The City of Chicago defines Community Wealth Building (CWB) as an approach to economic development that promotes the local, democratic, and shared ownership and control of community assets in order to transform our economy to be more sustainable and just.
Many of the City’s economic development initiatives aim to grow individual or household wealth, often defined as what you own minus what you owe. For many low-income and low-wealth residents in disinvested communities, building wealth through traditional models of individual asset ownership is often inaccessible. Community wealth differs in that it refers to the shared wealth of a group of households (not the sum of wealth across households). It refers to the assets a group of community members own and control together.
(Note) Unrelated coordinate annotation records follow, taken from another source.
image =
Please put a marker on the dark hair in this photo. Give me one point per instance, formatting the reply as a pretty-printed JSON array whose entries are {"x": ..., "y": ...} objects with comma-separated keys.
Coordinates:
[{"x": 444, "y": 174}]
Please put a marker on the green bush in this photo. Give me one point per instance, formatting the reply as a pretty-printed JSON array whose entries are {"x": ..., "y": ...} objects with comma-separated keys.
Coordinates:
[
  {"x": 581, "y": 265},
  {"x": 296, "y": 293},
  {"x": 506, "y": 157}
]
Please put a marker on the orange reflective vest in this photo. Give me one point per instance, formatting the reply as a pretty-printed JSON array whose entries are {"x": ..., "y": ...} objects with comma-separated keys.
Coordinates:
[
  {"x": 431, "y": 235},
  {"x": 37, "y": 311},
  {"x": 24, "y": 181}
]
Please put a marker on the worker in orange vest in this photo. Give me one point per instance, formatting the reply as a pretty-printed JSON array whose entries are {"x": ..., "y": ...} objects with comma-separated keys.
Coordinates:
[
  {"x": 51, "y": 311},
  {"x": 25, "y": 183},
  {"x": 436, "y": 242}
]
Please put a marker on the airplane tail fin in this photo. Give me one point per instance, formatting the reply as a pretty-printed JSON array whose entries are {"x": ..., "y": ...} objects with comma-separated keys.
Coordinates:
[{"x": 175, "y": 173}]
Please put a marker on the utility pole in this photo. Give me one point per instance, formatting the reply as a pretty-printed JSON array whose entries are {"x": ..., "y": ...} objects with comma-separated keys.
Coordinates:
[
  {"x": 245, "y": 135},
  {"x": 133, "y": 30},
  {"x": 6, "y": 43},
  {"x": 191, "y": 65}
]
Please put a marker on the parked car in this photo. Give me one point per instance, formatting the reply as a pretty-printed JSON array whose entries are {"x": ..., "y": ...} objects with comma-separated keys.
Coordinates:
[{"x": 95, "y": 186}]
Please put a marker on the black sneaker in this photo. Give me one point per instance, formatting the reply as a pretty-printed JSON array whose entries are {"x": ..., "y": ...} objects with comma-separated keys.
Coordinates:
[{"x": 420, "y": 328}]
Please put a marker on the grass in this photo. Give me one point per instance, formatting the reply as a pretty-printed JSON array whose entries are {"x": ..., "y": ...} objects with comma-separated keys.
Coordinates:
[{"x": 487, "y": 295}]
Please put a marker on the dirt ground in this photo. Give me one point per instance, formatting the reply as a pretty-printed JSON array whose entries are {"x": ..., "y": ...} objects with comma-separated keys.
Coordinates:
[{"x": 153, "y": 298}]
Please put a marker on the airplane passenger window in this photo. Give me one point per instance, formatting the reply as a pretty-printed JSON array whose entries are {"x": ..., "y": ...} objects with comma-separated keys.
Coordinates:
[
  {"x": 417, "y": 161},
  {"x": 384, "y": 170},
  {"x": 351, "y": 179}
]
The City’s $15 million pilot program will invest in four specific CWB models:
- Worker Cooperative (Business Ownership) – Business owned & democratically controlled by its employees, rather than by one owner, several partners, or outside shareholders
- Limited-Equity Housing Cooperative (Home Ownership) – Housing owned & managed by a cooperative made up of low-income members who each purchase shares at below-market rates
- Community Land Trusts (Land Stewardship) – Organization governed by community owns land in perpetuity while residential and commercial tenants own or rent the structures atop the land via a 99-year ground lease
- Community Investment Vehicle (Commercial Real Estate) – a legal investment mechanism that provides collective community investment in neighborhood assets based on shared development goal(s). In its perfect form, it is majority-controlled, majority-owned and designed by residents or local members
The Community Wealth Ecosystem Building (Community WEB) Program will invest in the CWB ecosystem, the interconnected network of advisors and organizations that provide the education and technical assistance necessary to start, sustain, and scale CWB models. Grantees will provide services in one of six categories: Education & Outreach; Business Development; Legal & Governance; Financing & Fundraising; Assets & Operations; and …….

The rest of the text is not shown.